Nino Di Matteo, come altri autorevoli magistrati, si è sempre espresso positivamente sui provvedimenti proposti e realizzati in questi due anni in materia di Giustizia e lo ha fatto senza dubbio dall’alto della sua caratura professionale.

Proporre una carica non all’ultimo arrivato ma a Nino Di Matteo e poi tornare sui propri passi è francamente incomprensibile. Se consideriamo dunque i requisiti sin qui dimostrati dal ministro in materia di lotta alla mafia, riesce difficile immaginare un suo condizionamento da terzi men che meno da detenuti eccellenti, ma una spiegazione ci deve pur essere. E la vorremmo conoscere.

Se dall’altra parte ci fosse un esponente di altri partiti, nessuno perderebbe tempo a chiedere perché e per come; fior fiori di sentenze ci hanno raccontato le finalità trasversali di chi è arrivato ad occupare ruoli chiave al governo e negli apparati pubblici.

Ma da questi esponenti politici, non più belli o più simpatici degli altri, semplicemente più dinamici sul piano di una concreta lotta alla criminalità, le risposte le chiediamo anzi, le pretendiamo.

Perché francamente è devastante sentire i commenti di chi è arrivato al Parlamento con in tasca le istanze di Messina Denaro, bloccate dal M5S, chiedere le dimissioni di Bonafede per quanto accaduto ieri con Di Matteo quando prima d’ora, menzionavano questo nome solo per renderlo bersaglio di accuse infamanti.

E’ inaccettabile il valzer di commenti che, come accaduto ieri sera, non hanno dignità né ragione di essere espressi.
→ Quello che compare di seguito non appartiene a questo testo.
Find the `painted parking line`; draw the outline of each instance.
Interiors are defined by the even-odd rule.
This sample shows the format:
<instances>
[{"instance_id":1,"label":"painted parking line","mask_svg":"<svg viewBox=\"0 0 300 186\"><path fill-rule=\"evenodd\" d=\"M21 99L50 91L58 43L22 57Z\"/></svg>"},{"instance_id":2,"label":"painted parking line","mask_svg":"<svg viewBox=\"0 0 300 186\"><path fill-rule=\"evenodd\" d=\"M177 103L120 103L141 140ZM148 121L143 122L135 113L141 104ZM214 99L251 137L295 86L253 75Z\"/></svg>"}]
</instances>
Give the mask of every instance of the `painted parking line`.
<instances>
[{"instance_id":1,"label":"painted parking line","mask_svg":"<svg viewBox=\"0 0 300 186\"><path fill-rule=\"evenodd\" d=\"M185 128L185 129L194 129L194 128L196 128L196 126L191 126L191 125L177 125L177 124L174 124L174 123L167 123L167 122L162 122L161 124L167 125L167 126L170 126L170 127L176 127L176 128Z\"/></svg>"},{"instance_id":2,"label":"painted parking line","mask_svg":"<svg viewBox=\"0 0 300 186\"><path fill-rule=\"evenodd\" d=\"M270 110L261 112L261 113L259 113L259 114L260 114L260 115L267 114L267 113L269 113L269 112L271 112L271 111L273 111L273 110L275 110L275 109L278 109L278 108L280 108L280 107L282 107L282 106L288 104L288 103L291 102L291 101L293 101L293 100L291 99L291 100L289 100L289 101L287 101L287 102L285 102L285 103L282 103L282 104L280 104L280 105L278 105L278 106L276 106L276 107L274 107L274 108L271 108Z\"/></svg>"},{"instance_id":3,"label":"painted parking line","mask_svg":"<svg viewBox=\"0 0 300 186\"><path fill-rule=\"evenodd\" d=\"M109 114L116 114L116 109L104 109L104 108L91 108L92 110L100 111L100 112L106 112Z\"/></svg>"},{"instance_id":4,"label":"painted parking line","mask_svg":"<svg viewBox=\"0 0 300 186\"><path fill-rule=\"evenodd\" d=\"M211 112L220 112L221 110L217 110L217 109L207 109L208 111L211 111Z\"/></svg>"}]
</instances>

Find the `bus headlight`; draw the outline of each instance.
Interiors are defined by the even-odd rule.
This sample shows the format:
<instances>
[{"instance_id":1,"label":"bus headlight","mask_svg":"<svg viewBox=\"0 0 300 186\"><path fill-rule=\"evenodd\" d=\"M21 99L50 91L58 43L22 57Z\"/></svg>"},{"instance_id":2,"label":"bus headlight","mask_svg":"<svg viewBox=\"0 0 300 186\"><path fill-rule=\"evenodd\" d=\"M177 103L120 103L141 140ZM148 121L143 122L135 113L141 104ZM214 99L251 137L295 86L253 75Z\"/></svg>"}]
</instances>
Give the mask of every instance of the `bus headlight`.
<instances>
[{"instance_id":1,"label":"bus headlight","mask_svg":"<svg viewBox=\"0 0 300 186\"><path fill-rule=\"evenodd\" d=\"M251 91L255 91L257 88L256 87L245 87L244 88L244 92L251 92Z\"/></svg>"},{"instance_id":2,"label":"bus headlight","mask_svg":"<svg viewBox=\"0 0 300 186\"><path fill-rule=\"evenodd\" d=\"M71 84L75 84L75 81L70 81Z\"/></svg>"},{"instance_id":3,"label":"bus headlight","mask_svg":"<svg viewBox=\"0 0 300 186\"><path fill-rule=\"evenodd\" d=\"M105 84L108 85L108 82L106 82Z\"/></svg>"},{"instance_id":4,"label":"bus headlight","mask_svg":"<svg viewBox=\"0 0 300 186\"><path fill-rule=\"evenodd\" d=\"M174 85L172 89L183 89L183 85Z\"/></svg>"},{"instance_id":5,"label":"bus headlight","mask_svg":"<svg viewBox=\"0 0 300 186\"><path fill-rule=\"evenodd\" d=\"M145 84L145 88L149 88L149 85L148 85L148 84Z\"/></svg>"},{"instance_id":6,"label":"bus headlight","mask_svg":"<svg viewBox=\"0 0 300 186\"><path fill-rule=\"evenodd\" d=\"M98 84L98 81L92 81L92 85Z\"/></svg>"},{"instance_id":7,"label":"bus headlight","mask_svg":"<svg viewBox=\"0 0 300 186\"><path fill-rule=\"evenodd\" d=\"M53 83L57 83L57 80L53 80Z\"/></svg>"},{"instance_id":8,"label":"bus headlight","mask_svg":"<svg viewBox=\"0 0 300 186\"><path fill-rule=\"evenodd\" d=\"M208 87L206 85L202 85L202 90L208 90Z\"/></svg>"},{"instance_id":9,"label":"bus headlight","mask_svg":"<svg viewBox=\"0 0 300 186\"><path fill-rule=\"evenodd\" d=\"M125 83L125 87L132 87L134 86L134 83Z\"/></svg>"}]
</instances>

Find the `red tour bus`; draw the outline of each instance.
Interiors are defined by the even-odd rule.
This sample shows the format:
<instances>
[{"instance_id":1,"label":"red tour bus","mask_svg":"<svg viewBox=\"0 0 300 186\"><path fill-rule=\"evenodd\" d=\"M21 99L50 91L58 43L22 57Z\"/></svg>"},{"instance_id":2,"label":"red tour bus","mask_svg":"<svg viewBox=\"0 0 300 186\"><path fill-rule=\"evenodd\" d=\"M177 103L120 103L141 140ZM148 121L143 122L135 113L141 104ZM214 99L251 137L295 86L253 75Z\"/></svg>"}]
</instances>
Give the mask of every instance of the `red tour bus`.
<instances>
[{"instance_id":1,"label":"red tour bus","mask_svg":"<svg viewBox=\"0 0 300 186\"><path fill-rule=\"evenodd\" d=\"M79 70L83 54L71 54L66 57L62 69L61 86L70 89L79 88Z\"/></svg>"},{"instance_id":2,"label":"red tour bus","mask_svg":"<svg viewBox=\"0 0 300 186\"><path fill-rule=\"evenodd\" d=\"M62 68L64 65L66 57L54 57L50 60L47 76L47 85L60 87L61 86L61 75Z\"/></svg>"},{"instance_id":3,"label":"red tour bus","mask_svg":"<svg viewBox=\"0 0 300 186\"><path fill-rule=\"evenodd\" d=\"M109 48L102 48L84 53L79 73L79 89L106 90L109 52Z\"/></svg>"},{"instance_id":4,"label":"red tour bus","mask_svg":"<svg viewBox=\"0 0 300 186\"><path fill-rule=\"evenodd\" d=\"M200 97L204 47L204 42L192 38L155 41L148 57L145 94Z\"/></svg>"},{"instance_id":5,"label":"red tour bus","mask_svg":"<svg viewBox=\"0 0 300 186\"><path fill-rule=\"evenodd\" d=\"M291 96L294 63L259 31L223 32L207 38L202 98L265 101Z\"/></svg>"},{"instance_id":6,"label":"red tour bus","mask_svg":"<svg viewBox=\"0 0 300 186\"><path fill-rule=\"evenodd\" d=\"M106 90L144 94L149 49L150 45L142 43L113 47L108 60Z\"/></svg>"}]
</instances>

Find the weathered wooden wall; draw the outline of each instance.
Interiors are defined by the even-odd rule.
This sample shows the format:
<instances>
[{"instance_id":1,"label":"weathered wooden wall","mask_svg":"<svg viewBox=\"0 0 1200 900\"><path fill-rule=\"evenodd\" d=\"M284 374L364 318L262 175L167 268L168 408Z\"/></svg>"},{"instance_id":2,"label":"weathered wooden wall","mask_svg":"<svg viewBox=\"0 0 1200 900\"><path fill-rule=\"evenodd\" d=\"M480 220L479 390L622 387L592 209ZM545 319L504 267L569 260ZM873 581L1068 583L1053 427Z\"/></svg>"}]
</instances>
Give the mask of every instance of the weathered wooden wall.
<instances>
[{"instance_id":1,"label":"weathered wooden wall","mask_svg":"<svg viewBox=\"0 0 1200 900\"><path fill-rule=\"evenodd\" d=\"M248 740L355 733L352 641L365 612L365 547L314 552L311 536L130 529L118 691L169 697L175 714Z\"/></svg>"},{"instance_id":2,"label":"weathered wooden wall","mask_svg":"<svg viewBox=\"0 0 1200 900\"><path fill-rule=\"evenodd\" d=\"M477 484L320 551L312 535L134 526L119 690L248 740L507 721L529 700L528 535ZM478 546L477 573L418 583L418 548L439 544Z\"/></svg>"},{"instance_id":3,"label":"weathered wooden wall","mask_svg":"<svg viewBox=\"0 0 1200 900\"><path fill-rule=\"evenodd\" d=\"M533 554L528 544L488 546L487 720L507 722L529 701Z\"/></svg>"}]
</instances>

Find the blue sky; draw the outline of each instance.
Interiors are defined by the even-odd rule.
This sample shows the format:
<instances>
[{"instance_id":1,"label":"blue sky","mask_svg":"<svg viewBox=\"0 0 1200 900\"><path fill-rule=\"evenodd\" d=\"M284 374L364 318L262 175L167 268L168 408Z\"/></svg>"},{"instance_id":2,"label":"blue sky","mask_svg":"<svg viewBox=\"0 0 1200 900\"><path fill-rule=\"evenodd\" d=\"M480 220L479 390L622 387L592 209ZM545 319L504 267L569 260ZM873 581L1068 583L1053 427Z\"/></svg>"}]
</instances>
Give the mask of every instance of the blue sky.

Da chi? Da chi riempie di lavoro tutte le procure d’Italia con reati di ogni genere e poi si presenta negli studi televisivi e scrive le domande che i conduttori gli faranno?

Siamo oggi sottoposti, a causa di questa vicenda, alle vergognose illazioni di pseudo giornalisti che sognano momenti come questo da anni per buttare palate di fango su entrambi.

I fatti devono valere più di tutto il resto. Perché Di Matteo, pur avendo accettato la carica di Direttore del DAP, non ha potuto dar seguito all’incarico? Possiamo conoscere la risposta senza passare per postriboli altrimenti detti “trasmissioni di approfondimento”?